Isso é uma investigação de cunho informático, aplicada ao mundo moral, de mores, de hábitos, pelas ações morais de uma vida inteira, que cada indivíduo experimenta naquelas situações. Kardec não era nenhum legislador, nenhum fundador de religião, nenhum disciplinador carismático de multidões, como um Moisés, um Maomé, um Menés, Minós, Manu, mas um investigador, um pesquisador, que tomava como material de estudo o caráter dos entrevistados desencarnados, seus agires e pensares, seu proceder, para então deduzir, da situação de cada um, o que era determinante de certos resultados, na erraticidade. A moral espírita é informática antes de a Informática ser.

Não procede, pois, puramente dos evangelhos, como tanto se gosta de repetir. A moral espírita tem fontes próprias. Ao dizer que adotava a dos evangelhos, Kardec não renunciava a produzir uma pilha própria de verificações morais. Até porque, para ser o Consolador, o Espiritismo tem de, necessariamente, dizer mas do que os evangelhos, dizem, inovar, dizer o que não foi dito por Jesus, pois veio para isto. Adstrito só ao que já foi revelado nos evangelhos, como cumpriria sua missão?

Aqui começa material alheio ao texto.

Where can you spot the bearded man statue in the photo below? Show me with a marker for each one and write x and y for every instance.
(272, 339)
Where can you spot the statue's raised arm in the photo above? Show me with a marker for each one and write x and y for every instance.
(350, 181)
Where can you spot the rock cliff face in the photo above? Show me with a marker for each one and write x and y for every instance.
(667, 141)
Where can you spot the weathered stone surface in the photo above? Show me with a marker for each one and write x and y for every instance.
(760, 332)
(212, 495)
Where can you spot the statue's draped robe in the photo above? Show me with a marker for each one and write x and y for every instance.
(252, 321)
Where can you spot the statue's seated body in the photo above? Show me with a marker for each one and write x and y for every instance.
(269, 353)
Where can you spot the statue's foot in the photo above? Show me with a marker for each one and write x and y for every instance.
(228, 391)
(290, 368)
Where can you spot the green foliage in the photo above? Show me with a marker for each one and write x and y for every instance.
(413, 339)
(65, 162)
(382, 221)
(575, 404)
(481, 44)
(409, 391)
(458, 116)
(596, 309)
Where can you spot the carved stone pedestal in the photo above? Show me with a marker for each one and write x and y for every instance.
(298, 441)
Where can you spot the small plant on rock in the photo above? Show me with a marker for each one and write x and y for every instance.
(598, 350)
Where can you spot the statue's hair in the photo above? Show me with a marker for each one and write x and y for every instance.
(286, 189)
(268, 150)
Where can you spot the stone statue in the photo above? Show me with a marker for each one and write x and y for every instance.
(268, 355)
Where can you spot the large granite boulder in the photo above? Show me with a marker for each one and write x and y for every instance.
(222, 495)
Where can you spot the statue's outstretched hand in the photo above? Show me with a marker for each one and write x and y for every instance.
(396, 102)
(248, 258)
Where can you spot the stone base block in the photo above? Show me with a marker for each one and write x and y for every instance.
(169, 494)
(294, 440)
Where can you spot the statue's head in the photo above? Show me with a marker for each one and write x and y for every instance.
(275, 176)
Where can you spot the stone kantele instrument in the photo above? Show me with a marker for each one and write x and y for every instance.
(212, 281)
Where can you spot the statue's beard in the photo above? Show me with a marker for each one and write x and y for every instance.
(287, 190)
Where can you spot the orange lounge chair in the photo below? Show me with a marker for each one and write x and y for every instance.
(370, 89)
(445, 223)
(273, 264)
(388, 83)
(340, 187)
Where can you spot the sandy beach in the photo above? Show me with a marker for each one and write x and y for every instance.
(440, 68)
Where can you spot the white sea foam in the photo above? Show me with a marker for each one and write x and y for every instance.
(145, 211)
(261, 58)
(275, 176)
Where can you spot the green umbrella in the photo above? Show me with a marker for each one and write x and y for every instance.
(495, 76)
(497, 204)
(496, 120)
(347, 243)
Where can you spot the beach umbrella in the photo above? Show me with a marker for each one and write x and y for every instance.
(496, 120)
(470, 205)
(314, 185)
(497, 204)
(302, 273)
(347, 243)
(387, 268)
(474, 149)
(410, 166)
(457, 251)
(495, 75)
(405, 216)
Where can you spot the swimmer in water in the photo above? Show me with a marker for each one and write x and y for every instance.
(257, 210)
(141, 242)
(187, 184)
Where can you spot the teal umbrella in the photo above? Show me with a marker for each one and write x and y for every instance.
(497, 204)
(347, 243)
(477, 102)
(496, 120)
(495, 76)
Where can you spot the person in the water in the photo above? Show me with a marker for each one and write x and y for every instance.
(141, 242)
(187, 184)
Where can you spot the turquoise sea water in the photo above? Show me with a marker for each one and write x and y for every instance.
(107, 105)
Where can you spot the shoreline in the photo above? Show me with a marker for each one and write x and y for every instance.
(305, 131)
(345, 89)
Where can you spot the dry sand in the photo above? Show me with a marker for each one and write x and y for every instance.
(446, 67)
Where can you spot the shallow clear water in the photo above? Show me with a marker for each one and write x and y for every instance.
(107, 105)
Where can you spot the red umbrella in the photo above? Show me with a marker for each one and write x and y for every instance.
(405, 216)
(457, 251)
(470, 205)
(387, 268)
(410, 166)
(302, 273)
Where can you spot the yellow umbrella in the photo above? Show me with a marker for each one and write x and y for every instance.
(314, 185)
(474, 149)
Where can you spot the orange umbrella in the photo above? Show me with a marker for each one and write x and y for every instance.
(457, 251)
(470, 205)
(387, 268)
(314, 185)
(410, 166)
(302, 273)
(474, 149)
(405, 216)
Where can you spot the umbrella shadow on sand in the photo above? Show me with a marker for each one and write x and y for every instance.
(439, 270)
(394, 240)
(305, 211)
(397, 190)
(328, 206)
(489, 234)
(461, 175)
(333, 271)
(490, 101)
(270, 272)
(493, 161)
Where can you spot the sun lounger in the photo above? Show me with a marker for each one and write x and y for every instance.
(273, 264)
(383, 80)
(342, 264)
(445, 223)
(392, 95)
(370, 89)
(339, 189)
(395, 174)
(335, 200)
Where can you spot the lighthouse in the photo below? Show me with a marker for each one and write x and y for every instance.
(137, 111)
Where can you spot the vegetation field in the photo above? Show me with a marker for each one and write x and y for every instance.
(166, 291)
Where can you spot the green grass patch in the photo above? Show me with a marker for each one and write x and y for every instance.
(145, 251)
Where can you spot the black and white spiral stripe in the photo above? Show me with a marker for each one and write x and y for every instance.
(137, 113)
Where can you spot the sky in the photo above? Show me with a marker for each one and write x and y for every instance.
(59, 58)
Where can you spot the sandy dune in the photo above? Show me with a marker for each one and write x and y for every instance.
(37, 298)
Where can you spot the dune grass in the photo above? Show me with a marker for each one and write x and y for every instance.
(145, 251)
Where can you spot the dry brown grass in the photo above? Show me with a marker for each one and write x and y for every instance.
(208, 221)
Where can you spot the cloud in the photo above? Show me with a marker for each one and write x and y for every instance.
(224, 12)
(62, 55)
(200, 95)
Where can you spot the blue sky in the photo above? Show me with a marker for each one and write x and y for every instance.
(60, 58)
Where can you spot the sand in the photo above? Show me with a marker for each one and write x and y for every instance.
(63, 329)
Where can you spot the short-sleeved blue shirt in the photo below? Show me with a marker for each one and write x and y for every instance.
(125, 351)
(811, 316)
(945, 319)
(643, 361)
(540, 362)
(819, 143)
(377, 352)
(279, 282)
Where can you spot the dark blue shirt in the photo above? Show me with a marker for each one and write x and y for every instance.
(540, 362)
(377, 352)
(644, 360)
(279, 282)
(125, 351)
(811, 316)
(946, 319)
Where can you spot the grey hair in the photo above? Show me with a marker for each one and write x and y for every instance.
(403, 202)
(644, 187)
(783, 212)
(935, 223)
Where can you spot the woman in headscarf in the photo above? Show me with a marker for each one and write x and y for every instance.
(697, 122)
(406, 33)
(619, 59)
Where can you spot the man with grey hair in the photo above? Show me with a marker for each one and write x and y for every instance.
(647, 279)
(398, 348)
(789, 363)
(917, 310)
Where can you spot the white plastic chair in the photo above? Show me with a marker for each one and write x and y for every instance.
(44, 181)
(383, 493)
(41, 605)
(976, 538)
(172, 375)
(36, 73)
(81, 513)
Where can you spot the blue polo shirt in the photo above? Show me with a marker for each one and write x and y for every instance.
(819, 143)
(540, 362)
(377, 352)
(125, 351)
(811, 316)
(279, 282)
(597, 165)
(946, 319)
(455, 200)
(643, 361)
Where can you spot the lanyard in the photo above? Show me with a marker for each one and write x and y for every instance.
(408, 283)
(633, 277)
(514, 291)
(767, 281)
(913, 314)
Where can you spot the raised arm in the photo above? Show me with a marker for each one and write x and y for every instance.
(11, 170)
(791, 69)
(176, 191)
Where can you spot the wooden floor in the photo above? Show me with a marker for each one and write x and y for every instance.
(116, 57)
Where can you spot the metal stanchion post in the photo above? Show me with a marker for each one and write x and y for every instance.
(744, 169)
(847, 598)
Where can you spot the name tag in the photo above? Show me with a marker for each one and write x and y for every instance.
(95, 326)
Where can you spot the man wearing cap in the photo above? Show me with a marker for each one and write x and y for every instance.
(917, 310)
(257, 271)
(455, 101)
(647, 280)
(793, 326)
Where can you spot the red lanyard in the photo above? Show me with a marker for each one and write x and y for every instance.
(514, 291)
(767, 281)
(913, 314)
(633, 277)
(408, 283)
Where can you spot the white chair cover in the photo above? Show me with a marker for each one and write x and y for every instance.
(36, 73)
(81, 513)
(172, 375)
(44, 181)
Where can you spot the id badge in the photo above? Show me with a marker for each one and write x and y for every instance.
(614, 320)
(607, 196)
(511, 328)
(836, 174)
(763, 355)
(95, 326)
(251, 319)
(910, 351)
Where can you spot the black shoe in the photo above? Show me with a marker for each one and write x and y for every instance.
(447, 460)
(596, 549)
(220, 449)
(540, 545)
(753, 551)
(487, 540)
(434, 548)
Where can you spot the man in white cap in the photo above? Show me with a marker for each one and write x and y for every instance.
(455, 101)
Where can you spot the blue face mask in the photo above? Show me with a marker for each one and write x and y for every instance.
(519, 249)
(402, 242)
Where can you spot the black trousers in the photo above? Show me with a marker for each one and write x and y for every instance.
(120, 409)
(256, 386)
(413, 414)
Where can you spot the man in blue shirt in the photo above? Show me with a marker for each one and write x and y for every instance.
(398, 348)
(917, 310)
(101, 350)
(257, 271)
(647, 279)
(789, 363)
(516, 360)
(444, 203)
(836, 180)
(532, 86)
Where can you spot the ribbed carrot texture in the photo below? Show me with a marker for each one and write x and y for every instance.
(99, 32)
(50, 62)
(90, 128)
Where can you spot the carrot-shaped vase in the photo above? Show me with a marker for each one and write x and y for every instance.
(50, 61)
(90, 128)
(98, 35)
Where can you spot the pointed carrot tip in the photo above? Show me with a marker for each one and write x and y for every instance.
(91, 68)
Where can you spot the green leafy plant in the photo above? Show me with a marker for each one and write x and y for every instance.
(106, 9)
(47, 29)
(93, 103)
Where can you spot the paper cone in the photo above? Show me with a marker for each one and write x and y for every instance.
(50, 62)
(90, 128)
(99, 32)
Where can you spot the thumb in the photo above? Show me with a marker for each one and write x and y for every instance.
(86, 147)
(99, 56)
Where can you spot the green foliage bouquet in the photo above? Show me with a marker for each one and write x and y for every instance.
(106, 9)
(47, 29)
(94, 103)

Nenhuma contradição há entre o dizer que não se tem moral própria e que se adota a dos evangelhos, e o fato de ter pesquisado, investigado, de modo metódico, informático os fatos morais espíritas, isto é, dos espíritos.

A moral que o Espiritismo renunciava a ter é aquele significado substantivo, de código de prescrições rigoristas. Isso ele não fez: porque o faria, se como Consolador tinha a missão de redizer o que o Cristo dissera? A moral é do Cristo, limitava-se a repeti-la, em linhas gerais. O Evangelho é código moral irretocável, insubstituível.

Entretanto, na acepção adjetiva, quando moral é o que concerne a atos e costumes, inegável é o alcance da Doutrina. Além de funcionar como um perfeito meio de comprovar e justificar a moral do Cristo, através dos fatos, de modo experimental, também é evidente que o Espiritismo produz tantas transformações morais quanto qualquer descoberta científica.

A viagem de Magalhães, terminada por Elcano, comprovou a redondeza da Terra e desmentiu o Vaticano. Séculos depois, o telescópio de Galileu obrigou a Inquisição a limitar-se, sem repetir o que fizera 30 anos antes com Giordano Bruno. Os costumes modificaram-se. Outra viagem, 200 anos mais tarde, desta vez a do Beagle, armou Darwin para uma teoria revolucionária, sensacional. A bíblia foi desmentida e a Igreja abalada. O cortejo de consequências disso, sobre os hábitos mundiais e os conhecimentos, foram imensos.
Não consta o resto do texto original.